Enquanto as famosas “dancinhas”, memes e dublagens rendem milhões de visualizações (e renda) extra para perfis familiares ao grande público - Anitta, Whindersson Nunes, Luiza Sonza, entre outros - ou egressos da própria rede, a adesão quase instantânea e maciça de toda uma geração ao novo fenômeno digital acendeu um alerta vermelho entre pesquisadores atentos aos comportamentos comuns aos jovens usuários da plataforma. Não é de hoje que se alerta para os malefícios causados pelo acesso indiscriminado a telas e, sobretudo, pelo uso compulsivo das redes sociais por parte de internautas ainda em fase de desenvolvimento. Estudos recentes apontam, contudo, que o TikTok está levando o vício em tecnologia - e todos os seus males correlatos - ao “estado da arte”.

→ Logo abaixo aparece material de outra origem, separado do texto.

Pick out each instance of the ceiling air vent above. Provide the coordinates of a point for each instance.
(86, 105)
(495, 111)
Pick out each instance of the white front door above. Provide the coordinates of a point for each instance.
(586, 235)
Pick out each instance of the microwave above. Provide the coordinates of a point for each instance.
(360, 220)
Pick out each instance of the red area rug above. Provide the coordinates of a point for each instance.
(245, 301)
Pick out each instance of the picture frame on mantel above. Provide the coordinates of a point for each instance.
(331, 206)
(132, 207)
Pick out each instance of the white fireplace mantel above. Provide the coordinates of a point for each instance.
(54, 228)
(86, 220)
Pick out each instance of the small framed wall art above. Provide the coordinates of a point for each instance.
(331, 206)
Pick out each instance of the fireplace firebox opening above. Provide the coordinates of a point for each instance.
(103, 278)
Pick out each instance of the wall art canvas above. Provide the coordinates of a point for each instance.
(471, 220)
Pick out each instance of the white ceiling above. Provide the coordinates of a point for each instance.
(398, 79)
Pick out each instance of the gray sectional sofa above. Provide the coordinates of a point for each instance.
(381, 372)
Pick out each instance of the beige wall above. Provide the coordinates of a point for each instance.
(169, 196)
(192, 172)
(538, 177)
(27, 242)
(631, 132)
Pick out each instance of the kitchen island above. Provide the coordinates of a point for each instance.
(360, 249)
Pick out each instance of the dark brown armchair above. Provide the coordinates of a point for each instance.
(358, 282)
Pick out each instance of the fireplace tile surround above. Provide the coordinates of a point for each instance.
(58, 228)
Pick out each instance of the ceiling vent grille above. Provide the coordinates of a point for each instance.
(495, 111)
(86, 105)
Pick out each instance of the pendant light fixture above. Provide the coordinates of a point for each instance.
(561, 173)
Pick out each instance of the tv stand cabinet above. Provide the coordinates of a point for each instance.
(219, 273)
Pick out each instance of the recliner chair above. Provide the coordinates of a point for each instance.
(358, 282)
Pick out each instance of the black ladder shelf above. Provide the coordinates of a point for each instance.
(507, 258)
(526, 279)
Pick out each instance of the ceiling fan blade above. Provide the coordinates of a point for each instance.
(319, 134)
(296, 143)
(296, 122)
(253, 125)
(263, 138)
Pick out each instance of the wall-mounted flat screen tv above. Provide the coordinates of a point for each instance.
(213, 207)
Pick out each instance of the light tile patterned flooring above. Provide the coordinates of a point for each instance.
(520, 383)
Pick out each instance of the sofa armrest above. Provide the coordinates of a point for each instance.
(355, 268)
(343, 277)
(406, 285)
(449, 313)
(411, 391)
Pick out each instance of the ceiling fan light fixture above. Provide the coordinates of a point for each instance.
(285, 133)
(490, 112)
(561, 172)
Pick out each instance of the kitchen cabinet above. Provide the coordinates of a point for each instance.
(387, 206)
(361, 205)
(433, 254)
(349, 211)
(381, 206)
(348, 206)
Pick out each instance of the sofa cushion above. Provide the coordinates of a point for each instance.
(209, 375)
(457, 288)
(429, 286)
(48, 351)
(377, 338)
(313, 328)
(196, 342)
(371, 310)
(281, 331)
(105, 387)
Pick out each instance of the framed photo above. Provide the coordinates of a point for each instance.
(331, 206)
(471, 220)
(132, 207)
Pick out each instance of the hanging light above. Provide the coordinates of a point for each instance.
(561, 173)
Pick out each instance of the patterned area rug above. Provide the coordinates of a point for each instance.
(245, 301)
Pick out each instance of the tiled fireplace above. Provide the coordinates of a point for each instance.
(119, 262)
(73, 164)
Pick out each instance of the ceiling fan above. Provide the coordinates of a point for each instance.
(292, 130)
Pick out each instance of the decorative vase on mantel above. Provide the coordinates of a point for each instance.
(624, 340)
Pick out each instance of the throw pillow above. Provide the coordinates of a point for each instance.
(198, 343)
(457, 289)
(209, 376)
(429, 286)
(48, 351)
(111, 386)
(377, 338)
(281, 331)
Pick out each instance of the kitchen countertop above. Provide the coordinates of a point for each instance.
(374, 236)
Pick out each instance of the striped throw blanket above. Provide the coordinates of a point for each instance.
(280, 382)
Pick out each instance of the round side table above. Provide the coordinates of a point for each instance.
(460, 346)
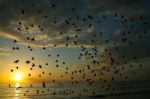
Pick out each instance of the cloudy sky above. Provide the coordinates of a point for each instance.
(90, 24)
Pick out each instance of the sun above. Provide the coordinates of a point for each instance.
(18, 77)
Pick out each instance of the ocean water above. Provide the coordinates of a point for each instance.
(133, 90)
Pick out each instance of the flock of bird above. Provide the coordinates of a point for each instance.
(93, 72)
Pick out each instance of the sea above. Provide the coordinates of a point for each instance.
(132, 90)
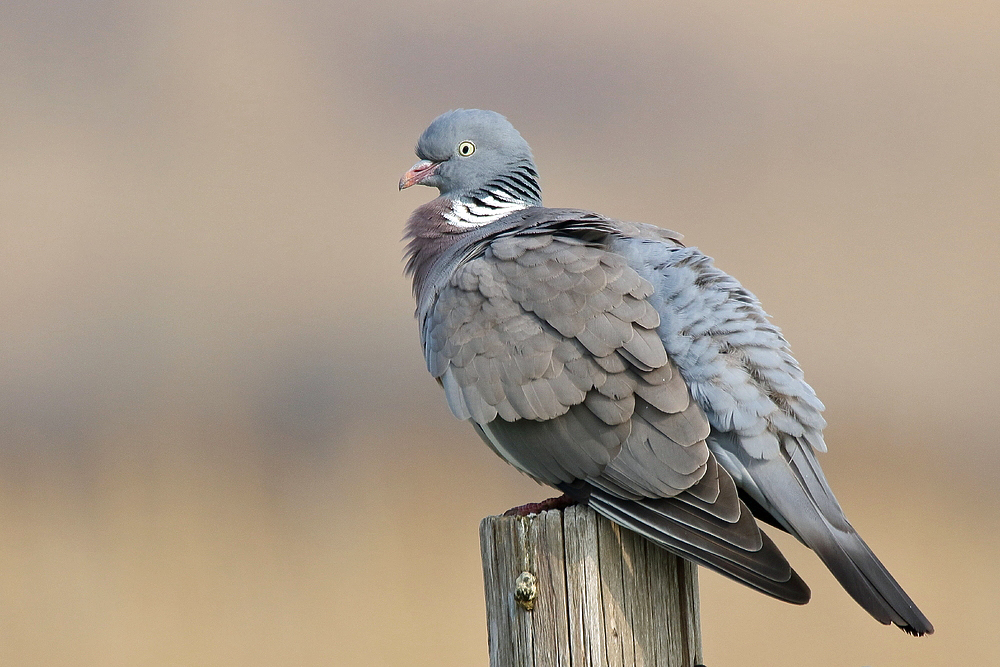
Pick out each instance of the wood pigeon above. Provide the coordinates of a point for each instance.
(608, 360)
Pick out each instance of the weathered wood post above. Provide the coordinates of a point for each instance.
(571, 589)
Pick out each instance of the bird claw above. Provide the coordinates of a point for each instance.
(559, 503)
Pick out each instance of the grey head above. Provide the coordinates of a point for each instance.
(472, 155)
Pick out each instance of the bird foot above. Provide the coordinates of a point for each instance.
(559, 503)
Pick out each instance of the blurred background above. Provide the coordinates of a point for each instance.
(218, 443)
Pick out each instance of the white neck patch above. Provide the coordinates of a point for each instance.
(497, 205)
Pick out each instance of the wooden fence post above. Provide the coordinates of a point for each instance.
(571, 589)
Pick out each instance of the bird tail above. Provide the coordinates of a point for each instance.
(800, 498)
(740, 551)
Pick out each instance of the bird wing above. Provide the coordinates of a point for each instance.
(766, 422)
(547, 341)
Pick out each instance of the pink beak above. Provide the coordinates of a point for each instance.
(417, 173)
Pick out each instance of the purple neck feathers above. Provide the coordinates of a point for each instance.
(429, 235)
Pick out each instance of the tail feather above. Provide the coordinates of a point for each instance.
(797, 490)
(764, 569)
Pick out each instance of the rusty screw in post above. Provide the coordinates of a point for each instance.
(525, 590)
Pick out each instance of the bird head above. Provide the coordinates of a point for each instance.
(467, 152)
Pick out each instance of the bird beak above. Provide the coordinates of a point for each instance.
(417, 173)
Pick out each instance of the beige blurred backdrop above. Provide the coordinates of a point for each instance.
(218, 444)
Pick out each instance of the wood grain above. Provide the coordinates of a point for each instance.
(603, 596)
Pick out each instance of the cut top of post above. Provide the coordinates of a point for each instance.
(571, 589)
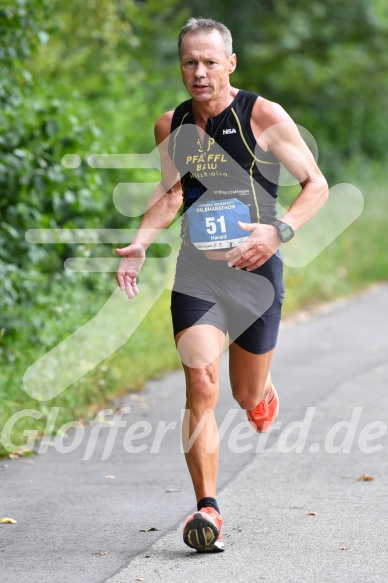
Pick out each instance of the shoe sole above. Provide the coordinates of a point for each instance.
(267, 427)
(202, 535)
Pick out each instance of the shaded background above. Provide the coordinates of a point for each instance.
(93, 77)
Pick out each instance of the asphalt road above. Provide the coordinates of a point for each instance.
(294, 508)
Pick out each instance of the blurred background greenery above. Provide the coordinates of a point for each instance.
(93, 76)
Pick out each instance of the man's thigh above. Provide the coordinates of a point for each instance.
(249, 372)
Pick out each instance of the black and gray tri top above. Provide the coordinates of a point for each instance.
(225, 176)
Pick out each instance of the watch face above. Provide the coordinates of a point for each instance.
(287, 232)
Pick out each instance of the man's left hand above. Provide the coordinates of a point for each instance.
(260, 246)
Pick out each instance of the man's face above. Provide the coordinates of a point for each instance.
(205, 67)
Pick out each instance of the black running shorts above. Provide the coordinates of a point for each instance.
(246, 305)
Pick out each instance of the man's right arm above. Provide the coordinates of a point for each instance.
(161, 210)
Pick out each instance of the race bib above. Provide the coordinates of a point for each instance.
(213, 224)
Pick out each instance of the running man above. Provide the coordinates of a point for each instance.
(220, 156)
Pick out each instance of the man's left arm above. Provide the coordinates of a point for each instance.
(282, 138)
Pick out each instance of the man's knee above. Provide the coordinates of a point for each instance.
(202, 384)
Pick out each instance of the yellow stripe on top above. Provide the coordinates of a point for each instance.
(254, 191)
(176, 133)
(246, 144)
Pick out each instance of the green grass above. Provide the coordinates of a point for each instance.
(354, 260)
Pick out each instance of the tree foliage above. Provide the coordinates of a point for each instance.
(324, 61)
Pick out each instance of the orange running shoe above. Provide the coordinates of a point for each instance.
(263, 416)
(202, 531)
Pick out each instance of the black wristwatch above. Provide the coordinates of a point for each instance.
(285, 231)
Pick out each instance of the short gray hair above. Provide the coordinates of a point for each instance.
(206, 25)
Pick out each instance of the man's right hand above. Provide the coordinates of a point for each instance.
(132, 260)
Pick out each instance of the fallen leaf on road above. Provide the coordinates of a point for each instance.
(365, 478)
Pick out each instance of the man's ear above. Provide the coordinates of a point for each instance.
(232, 63)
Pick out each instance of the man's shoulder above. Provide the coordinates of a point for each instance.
(269, 111)
(163, 124)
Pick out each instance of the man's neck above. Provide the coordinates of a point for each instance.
(203, 110)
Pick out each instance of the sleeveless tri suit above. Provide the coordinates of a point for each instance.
(225, 177)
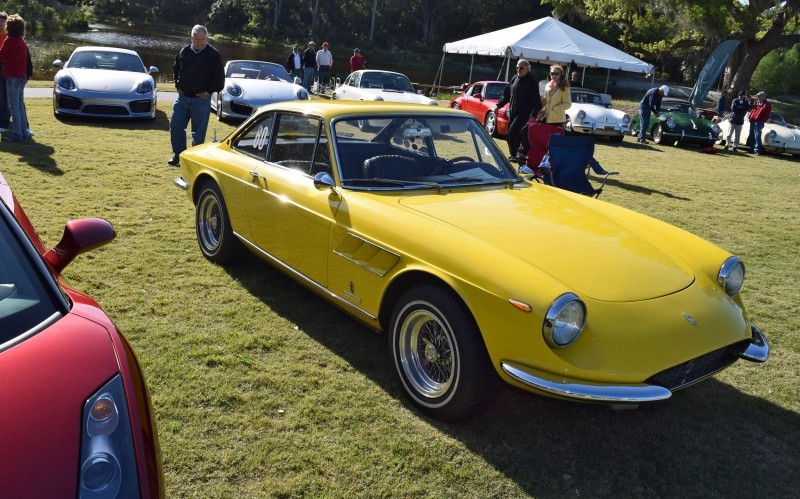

Em abril deste ano, uma reportagem do The Wall Street Journal repercutiu internacionalmente ao afirmar que a rede social chinesa funciona como “uma loja de doces” para o cérebro infantil. Em entrevista à publicação, o pesquisador James Williams, da Universidade de Oxford, destrinchou as origens do sintoma mais frequentemente relatado por quem convive com a “geração TikTok”: uma completa incapacidade de prestar atenção e, sobretudo, de saber a hora de “deslogar”. “É como se tivéssemos criado nossos filhos em uma loja de doces e depois lhes disséssemos para ignorar aquilo tudo e comer um prato de legumes. Colocamos um fluxo interminável de prazeres imediatos sem precedentes na história humana à disposição das crianças”, afirma o psicólogo.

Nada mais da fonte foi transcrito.